Manilal occupies a distinctive place in Gujarati literature. Throughout his life, he struggled at both a personal and public level to live up to the practical principles he elicited from his reading of the Advaita Vedanta tradition. His vision combined an ardent advocacy of Aryan philosophy with a Hindu worldview. He endeavoured to publicise his opinions to counteract what he saw as the blind enthusiasm of his fellow Indians for Western culture.
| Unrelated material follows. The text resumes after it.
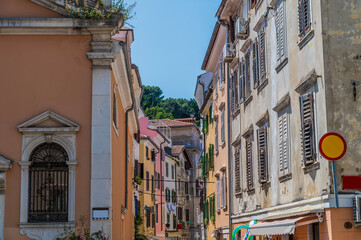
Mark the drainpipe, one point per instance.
(230, 189)
(161, 190)
(130, 81)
Manilal thought that the non-dualistic philosophy of Advaita Vedanta, despite its complexity, contained important values which could inspire people to lead practical lives while remaining faithful to its ideals.

Mahatma Gandhi, during his first stint in gaol in South Africa in January 1908, read widely in the literature of Western writers such as Tolstoy, Thoreau and Emerson to enlarge his vision and, "among the masters of Indian philosophy", he turned to Manilal's book on Raja Yoga and his commentary on Bhagavad Gita.